Opinion polls have forecast electoral disaster for Scottish Labour in May, with some snapshots predicting the party will fall from 40 seats to single figures.
A poll commissioned by Tory peer Lord Ashcroft found the Nationalists ahead in fifteen out of sixteen battleground seats, including six of the seven Glasgow constituencies polled.
According to the analyses, Yes voters are uniting behind the SNP while No voters are scattered between the three mainstream pro-UK parties.
Key to Murphy's strategy is contacting the 190,381 voters who backed Labour at the 2010 general election, but who voted for independence last year.
A large proportion of these voters are believed to be males living in the west of Scotland.
It is understood senior party figures intend to launch the Yes for Labour campaign later this month,
Daniel Johnson, the party's Holyrood candidate in Edinburgh Southern and a Murphy ally, is said to be heavily involved in the campaign.
On January 14th, he registered a batch of websites as part of the project, including 'Yes for Labour', 'Yes for Scottish Labour' 'Yes Scottish Labour' and 'Yes Labour'.
A Holyrood source told this newspaper that MSPs had been asked to identify Labour-friendly Yes voters who would be willing to go public with their support.
It is believed an event will be staged to unveil Yes backers who will mark their cross for Labour.
Senior Labour figures were frustrated that the referendum question - Should Scotland be an independent country? - left the party with the task of campaigning for a No proposition, rather than a Yes option.
Some in the party would have preferred the question to ask whether voters wanted Scotland to stay in UK, which would have meant Labour, the Tories and the Liberal Democrats campaigning for Yes.
Labour insiders said the SNP was able to fight an upbeat and optimistic campaign last year, unlike the No side that was on the side of rejection.
One insider said: "By calling the campaign Yes for Labour, we'd be reclaiming a word we should never have conceded."
Speaking to this newspaper at a youth cafe in Edinburgh yesterday, Murphy said of the Yes voters he has identified:
"The election in Scotland will be largely decided by that group of people. And the election in Scotland will decide the outcome across the UK, so they are the most important voters in the UK, this 190,381."
He added: "We are going to do more about this in the next few weeks, where you'll see the types of thing we are talking about.

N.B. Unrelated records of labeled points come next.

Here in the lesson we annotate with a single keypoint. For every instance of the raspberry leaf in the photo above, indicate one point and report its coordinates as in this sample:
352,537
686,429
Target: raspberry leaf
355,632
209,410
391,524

But it would be wrong to exclusively tell the Sunday Herald the kind of detail of our plans."
The leaked slogan marks the latest stage in Murphy's attempt to recast his party's Scottish credentials.
He recently won for approval for amending Scottish Labour's constitution by describing his party as working "for the patriotic interest".
However, although Murphy claimed he was re-writing Clause 4 - with clear echoes of Tony Blair's iconic move in 1994 - it emerged he had re-drafted a different section and then persuaded his party's executive to renumber the clauses.
Murphy also tried to reach out to Yes voters by saying he did not consider himself to be a Unionist.
He and former Prime Minister Gordon Brown also promised to give Holyrood more welfare powers than was recommended by the Smith Commission.
If Labour wins in May, Westminster would give Holyrood the power to top up the state pension and other elements of the benefits system.
Hosie said: "If Jim Murphy thinks a transparent political stunt will be enough to make people forget his party's toxic alliance with the Tories, he really needs to go back to the drawing board. People will never forget or forgive Labour joining forces with the Tories, which will continue to haunt them for years to come.
"No matter how much Jim Murphy wishes he could - he simply can't wish away the two and a half years in which he campaigned shoulder to shoulder with a right-wing Tory government. Labour's problem is that people in Scotland just cannot trust them any more - and a desperate new slogan dreamed up amidst disastrous polling figures isn't going to change that."
Green MSP Patrick Harvie said: "I think this is comical, as a single word can't change perceptions. Labour has to tell people what they are about, which has not been clear for a long time. The substance of the word Yes depends on what you are saying Yes to. People will be pretty cynical about this."
Asked whether the party was working on a campaign called 'Yes for Labour', a Scottish Labour spokesman said: "I have nothing to say on that."